Looking back to early 2011, the economy was still coming out of the 2008 financial meltdown.  The recession of 2009-2010 was set off primarily due to housing.  It was one of the only US recessions that were led by housing.  Before 2011 yields were above 3.5%.  In early 2006, while still in an overheated housing market the yield stood at 5.15%.

The 10-year Treasury yield dipped this week, even though we still see outsized inflation rates.  While there are still expectations that yields and rates will continue to rise with inflation, there are now some opposite voices being heard.

Some investors feel that we are looking at an inevitable recession.  There are some signs of an economic slowdown.  Commodity prices such as oil, lumber, and copper have dipped over the past few weeks.  These dips indicate that consumers are pulling back and overall demand is dropping.

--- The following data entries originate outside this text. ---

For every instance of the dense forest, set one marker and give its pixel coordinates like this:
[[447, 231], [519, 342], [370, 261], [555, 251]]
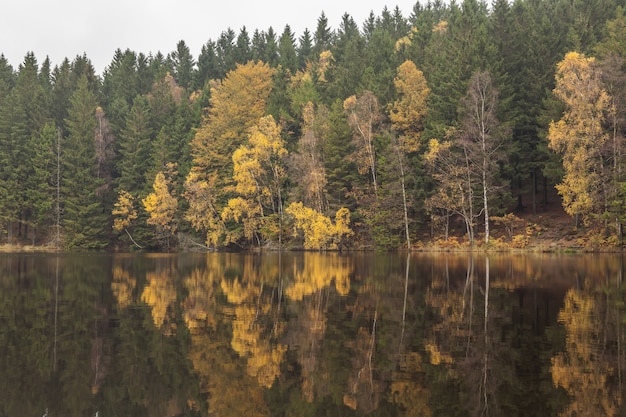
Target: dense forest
[[455, 119]]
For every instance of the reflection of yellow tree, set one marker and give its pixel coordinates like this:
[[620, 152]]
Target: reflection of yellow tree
[[159, 294], [581, 369], [318, 272], [230, 391], [363, 389], [251, 337], [407, 387], [123, 285], [199, 307]]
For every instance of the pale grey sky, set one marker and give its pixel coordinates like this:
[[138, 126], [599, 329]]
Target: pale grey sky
[[66, 28]]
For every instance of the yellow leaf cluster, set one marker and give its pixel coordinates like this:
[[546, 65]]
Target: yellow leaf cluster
[[236, 105], [201, 194], [319, 231], [408, 112], [579, 135], [124, 211], [161, 205], [325, 62]]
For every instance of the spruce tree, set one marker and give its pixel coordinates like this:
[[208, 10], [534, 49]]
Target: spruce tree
[[84, 220]]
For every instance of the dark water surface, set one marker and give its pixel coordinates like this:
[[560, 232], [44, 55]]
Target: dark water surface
[[312, 335]]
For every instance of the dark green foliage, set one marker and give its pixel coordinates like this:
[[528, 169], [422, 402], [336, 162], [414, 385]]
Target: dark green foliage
[[183, 65], [287, 50], [152, 103], [84, 220]]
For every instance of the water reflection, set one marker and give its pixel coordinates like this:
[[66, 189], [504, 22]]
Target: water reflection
[[311, 334]]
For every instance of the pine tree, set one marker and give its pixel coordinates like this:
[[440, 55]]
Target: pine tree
[[84, 220]]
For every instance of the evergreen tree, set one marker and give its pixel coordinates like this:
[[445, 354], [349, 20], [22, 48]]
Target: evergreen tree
[[243, 53], [305, 49], [271, 55], [258, 46], [225, 48], [183, 64], [287, 50], [323, 36], [84, 220], [208, 64]]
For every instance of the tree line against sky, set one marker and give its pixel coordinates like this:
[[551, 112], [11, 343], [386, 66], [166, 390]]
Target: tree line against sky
[[367, 135]]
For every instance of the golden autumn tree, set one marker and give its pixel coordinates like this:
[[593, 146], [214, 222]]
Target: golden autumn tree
[[124, 213], [320, 233], [236, 105], [579, 135], [408, 112], [307, 162], [203, 212], [162, 205], [364, 117], [259, 172]]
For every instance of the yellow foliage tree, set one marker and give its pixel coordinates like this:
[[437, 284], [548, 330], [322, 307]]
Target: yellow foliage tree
[[236, 105], [307, 162], [408, 112], [124, 213], [579, 135], [258, 170], [161, 205], [319, 231], [364, 117]]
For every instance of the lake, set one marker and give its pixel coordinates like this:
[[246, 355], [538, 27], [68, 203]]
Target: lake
[[309, 334]]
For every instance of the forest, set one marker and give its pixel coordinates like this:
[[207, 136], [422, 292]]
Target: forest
[[447, 124]]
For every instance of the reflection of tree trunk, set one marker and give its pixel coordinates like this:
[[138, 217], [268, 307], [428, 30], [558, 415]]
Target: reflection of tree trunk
[[469, 284], [56, 315], [406, 290], [485, 410]]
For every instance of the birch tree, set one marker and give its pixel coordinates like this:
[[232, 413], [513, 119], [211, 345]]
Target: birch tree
[[579, 135], [482, 137]]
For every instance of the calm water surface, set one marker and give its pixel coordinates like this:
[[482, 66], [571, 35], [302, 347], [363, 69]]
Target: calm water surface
[[311, 335]]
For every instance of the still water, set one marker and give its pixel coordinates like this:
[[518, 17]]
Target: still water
[[312, 335]]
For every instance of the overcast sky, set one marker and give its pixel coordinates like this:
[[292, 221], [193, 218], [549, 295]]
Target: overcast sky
[[66, 28]]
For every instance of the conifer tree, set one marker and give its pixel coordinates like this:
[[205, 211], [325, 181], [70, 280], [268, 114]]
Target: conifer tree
[[84, 220]]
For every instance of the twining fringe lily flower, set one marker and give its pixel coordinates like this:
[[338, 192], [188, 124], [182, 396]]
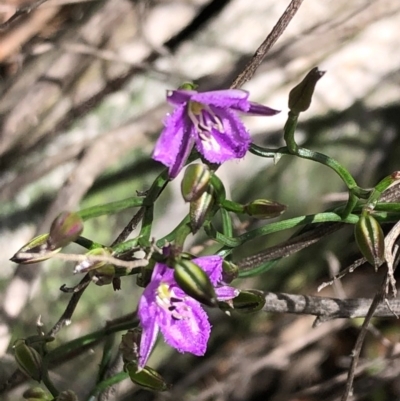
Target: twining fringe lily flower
[[209, 121], [182, 320]]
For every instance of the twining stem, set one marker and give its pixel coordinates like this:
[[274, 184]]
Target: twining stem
[[355, 191], [264, 48]]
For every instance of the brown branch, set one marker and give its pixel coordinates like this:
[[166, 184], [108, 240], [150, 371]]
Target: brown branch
[[19, 12], [264, 48], [327, 308]]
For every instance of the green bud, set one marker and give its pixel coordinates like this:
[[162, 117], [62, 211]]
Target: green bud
[[300, 96], [200, 208], [66, 228], [249, 301], [28, 360], [89, 264], [67, 395], [264, 209], [370, 239], [103, 275], [37, 246], [36, 394], [146, 378], [230, 271], [195, 282], [190, 86], [129, 346], [195, 181]]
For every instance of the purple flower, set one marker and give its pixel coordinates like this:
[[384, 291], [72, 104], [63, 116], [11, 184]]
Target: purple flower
[[182, 320], [208, 120]]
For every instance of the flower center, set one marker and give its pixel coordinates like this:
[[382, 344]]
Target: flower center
[[169, 302], [204, 120]]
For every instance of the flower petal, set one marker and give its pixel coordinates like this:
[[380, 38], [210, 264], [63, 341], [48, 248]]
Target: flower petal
[[219, 147], [175, 142], [148, 315], [191, 333], [225, 99]]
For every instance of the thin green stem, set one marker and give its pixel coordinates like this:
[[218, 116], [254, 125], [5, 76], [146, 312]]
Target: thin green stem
[[110, 208]]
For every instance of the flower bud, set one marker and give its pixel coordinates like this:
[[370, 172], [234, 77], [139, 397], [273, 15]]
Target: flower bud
[[199, 209], [249, 301], [28, 360], [195, 181], [129, 346], [38, 249], [67, 395], [36, 394], [66, 228], [300, 96], [230, 271], [370, 239], [190, 86], [103, 275], [264, 209], [146, 378], [195, 282], [91, 263]]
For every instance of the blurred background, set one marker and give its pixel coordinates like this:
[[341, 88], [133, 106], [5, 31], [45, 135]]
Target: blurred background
[[82, 102]]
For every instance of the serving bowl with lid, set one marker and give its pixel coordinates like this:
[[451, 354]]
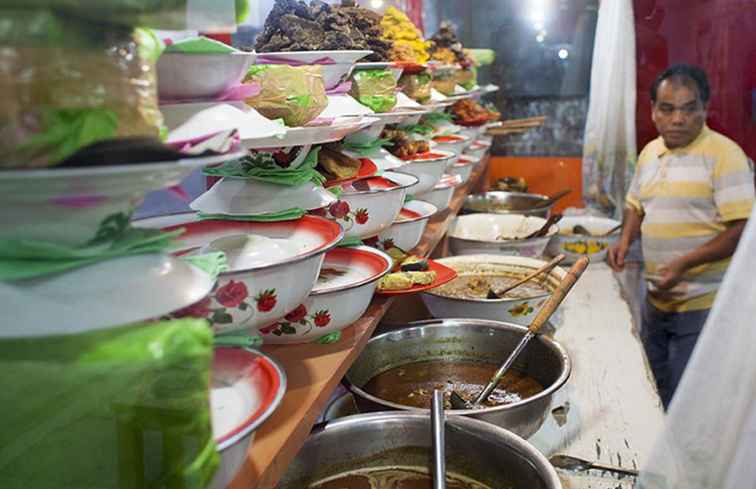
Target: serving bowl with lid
[[465, 340], [473, 234], [340, 297], [273, 266]]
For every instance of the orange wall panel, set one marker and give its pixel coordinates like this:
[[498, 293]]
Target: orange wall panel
[[545, 175]]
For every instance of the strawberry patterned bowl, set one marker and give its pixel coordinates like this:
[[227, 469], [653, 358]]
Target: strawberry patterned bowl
[[272, 266], [368, 207], [408, 228], [515, 308], [344, 290], [247, 386]]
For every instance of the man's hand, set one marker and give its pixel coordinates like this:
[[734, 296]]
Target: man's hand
[[616, 255], [671, 275]]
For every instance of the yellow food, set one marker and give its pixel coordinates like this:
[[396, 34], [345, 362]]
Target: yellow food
[[409, 45]]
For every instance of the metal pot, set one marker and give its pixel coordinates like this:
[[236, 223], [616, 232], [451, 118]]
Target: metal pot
[[465, 339], [518, 203], [482, 452]]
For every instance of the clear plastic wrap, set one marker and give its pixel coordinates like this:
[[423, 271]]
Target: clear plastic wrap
[[710, 433], [295, 94], [375, 89], [68, 83], [124, 408]]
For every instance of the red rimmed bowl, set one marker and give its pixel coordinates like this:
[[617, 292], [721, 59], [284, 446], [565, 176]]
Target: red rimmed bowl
[[408, 228], [455, 143], [428, 167], [464, 167], [273, 266], [343, 293], [443, 192], [246, 388], [368, 207]]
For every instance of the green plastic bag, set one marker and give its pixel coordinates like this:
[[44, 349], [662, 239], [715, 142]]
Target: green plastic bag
[[124, 408], [375, 89]]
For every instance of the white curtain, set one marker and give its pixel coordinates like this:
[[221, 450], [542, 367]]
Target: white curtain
[[709, 440], [609, 148]]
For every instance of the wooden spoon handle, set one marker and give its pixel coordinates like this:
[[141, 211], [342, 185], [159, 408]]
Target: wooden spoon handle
[[544, 269], [559, 294]]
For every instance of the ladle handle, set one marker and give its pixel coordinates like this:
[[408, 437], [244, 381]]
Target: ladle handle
[[544, 269], [559, 294]]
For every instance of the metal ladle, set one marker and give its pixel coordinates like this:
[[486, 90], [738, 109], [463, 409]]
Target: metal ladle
[[543, 316]]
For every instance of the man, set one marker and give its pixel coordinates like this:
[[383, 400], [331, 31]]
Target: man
[[691, 195]]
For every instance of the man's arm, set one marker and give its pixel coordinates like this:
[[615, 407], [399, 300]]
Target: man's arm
[[630, 232], [720, 247]]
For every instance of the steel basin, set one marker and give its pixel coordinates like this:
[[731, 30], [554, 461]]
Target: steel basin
[[483, 452], [465, 339], [521, 203]]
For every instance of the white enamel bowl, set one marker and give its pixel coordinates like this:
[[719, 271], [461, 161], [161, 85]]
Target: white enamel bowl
[[338, 68], [464, 167], [246, 388], [94, 297], [518, 311], [239, 197], [200, 76], [373, 203], [454, 143], [408, 228], [67, 206], [443, 192], [272, 265], [474, 234], [575, 246], [429, 170], [342, 295]]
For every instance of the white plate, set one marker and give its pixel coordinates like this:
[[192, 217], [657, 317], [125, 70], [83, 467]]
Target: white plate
[[189, 121], [239, 197], [110, 293], [301, 136], [200, 76], [68, 205]]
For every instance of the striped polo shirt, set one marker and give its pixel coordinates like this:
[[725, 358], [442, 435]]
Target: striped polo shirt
[[686, 195]]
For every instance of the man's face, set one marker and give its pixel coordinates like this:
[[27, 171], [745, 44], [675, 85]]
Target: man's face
[[678, 113]]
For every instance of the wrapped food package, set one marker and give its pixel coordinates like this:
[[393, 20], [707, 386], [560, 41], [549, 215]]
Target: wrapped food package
[[409, 45], [69, 83], [120, 408], [295, 94], [375, 89], [417, 86]]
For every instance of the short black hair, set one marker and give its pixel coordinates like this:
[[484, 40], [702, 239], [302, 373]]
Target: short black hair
[[684, 72]]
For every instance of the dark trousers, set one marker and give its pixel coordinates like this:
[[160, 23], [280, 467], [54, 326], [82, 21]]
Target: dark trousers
[[669, 339]]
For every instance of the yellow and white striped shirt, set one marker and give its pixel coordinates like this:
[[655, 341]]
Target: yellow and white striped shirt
[[686, 195]]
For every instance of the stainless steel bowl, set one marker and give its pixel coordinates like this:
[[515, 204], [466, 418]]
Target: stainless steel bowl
[[518, 203], [465, 339], [480, 451]]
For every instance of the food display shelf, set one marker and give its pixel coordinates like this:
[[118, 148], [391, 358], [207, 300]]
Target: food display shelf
[[314, 370]]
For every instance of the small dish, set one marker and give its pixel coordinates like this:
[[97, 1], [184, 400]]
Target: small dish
[[343, 293], [444, 275]]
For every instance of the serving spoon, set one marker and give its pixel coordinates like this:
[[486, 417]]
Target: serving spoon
[[541, 318], [498, 294]]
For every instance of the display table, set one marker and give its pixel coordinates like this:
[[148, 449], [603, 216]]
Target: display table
[[313, 371]]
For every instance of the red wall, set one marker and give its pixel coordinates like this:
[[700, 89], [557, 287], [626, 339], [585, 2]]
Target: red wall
[[719, 36]]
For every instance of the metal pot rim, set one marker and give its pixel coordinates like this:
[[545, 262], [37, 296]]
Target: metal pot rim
[[443, 323]]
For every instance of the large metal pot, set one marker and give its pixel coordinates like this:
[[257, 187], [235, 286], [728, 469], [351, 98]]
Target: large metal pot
[[480, 451], [465, 339], [515, 203]]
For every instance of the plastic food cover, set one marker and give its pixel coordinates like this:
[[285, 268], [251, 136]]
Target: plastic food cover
[[68, 83], [295, 94], [375, 89], [709, 436], [125, 408], [207, 15]]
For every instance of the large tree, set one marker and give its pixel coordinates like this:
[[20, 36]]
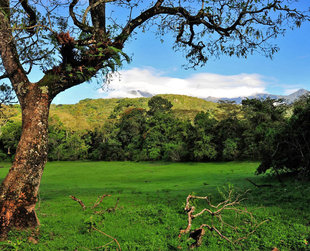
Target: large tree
[[72, 41]]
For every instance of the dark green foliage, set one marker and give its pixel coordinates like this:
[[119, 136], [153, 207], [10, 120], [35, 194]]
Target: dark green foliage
[[263, 120], [257, 130], [158, 104], [291, 152]]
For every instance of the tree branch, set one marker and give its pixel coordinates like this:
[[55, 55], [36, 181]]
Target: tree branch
[[31, 15]]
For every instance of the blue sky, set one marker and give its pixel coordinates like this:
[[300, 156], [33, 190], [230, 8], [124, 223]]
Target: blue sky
[[156, 68]]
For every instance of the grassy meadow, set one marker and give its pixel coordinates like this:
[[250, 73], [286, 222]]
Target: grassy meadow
[[150, 210]]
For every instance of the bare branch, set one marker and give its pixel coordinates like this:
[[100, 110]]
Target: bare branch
[[229, 204]]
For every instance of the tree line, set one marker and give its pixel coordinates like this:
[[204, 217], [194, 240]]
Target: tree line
[[264, 130]]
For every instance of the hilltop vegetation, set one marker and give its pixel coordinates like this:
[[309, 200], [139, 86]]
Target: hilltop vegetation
[[91, 113], [190, 130]]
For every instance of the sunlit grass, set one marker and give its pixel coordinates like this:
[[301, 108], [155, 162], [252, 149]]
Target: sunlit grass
[[151, 201]]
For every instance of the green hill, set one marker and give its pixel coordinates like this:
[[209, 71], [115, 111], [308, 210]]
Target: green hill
[[91, 113]]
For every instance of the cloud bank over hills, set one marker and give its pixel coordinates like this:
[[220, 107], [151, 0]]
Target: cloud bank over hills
[[148, 82]]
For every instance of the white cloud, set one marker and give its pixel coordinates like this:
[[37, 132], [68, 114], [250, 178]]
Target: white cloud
[[134, 82]]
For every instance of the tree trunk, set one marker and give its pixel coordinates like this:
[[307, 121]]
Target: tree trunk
[[19, 190]]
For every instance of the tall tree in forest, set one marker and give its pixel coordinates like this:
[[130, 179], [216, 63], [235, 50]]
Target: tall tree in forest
[[84, 41]]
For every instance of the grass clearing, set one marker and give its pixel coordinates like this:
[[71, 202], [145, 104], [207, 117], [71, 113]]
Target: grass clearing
[[150, 210]]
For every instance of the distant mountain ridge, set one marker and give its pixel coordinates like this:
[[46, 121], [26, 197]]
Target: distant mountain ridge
[[291, 98]]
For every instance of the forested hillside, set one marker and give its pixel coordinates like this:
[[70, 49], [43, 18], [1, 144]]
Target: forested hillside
[[91, 113], [173, 128]]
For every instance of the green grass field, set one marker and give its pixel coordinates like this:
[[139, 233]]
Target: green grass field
[[150, 211]]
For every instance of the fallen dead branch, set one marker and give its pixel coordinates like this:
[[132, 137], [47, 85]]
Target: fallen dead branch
[[79, 201], [109, 210], [216, 217], [115, 240], [259, 186], [96, 204]]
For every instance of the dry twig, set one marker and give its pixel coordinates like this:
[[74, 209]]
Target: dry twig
[[216, 215]]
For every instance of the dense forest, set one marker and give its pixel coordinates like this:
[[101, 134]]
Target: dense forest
[[150, 129]]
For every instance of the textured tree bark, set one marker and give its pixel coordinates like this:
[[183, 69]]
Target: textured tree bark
[[19, 190]]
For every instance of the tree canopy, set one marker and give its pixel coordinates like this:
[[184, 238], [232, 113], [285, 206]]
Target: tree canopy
[[74, 41]]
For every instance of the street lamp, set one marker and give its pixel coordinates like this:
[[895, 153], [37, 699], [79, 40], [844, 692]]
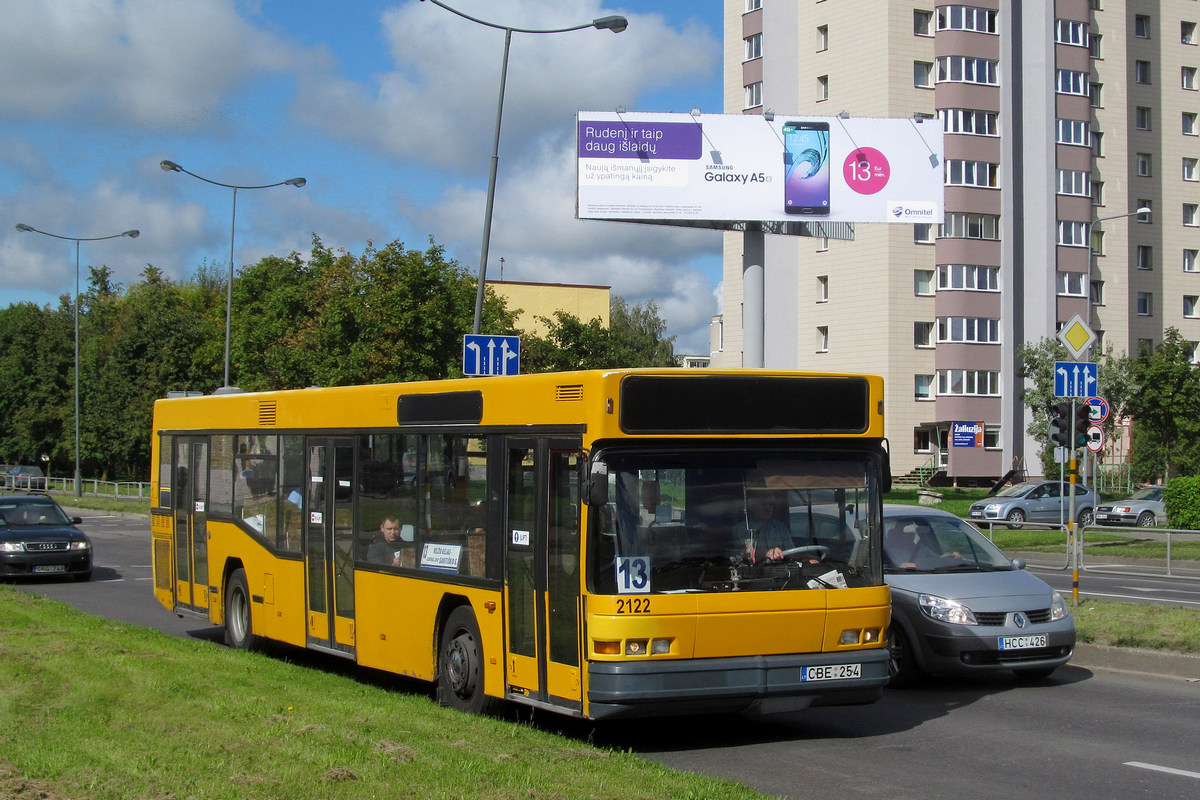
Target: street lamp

Recently, we have also seen record numbers of homebuyers pulling out of contracts.  When homebuyers pull out of purchase contracts, it is generally because they fear an economic downturn.  Potential buyers may be concerned about a job loss or job change.  Concerns about a reduction in income or income loss exist.  Some potential buyers may also be concerned about reductions in property value heading toward the end of the year.

Homebuyers may be more hesitant to put money down on a property that could potentially dip in value in the coming year.